Free of a masculine tradition and attractive, photography rapidly became a medium of choice for women. They seized the stylistic and theoretical repertoire of the image, contributed to the emergence of modernity and participated in artistic movements such as Surrealism, the New Objectivity and the New Vision. The development of the illustrated press opened up professional opportunities for them; the practice of image making was a means of ensuring a regular income and making themselves known.
Artists investigated various fields of photography. Berenice Abbott (1898-1991) and Rogi André (1905-1970) presented themselves through their portraits of artists and intellectuals. Florence Henri (1893-1982) made advertisements, notably for Lanvin perfumes. Others worked on the representation of the nude. Ergy Landau (1896-1967) depicted female bodies, while Laure Albin-Guillot (1879-1962) was one of the first to capture the image of an undressed male – a taboo subject outside of naturist or sporting frameworks. The medium also became a way of mastering staging. In her self-portraits, Claude Cahun (1894-1954) blurred the notions of identity through masquerade. F. Henri used mirrors as tools to distance gender assignments and reinvent an aesthetic construction of the representation of women.
Female photographers were not confined to working indoors; they went outside to conquer male-occupied territories such as public and political space, and the emerging markets of photojournalism and documentary photography. Marianne Breslauer (1909-2001) immortalised the French capital, showing her female contemporaries in the streets, cigarette in hand. Lisette Model (1901-1983) documented the bourgeoise society and interrogated social norms. Ilse Bing (1899-1998) and Germaine Krull (1897-1995) appropriated symbols of modernity typically associated with virility: automobiles, industrial architecture and geometric landscapes. Finally, Lee Miller (1907-1977) annexed men’s stronghold in war reporting.
Women photographers in Paris formed networks for recognition and apprenticeship. German photographer Gertrude Fehr (1895-1996) opened a photography school in 1934. E. Landau offered private training courses. Gradually, they were given a key role in the theoretical development of the medium and participated in its institutionalisation. Gisèle Freund (1908-2000) defended the first thesis on photography in France in 1936. L. Albin-Guillot, president of the Society of Photographic Artists, organised exhibitions where women took their place.

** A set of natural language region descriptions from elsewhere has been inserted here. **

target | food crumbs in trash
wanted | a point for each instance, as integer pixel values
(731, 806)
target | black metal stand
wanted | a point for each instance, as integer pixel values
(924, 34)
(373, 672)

The importance of female photographers in Paris during the interwar period is undeniable. So how can we explain the oblivion into which many of them have plunged? Critics of the time associated their production with a feminine specificity, thus hierarchising it in relation to so-called “universal” creation, considering that if women were able to compete with men, it was thanks to the camera that served as their ally. Indeed, in her report on the 1936
Exposition Internationale de la Photographie Contemporaine (International exhibition of contemporary photography), Hélène Gordon wrote, “In photography … women have an effective and, above all, objective collaborator: the camera.” Considering the tool as the receiver of creative capacity and consequently devaluing the practice of women is yet another way of erasing their contributions.
Today, a number of exhibitions, such as Pictures by Women: A History of Modern Photography at MoMA, New York (2010) and Who’s Afraid of Women Photographers? 1839-1945 at the Musée de l’Orangerie and the Musée d’Orsay in Paris (2015), have highlighted the richness and diversity of female photographers’ work.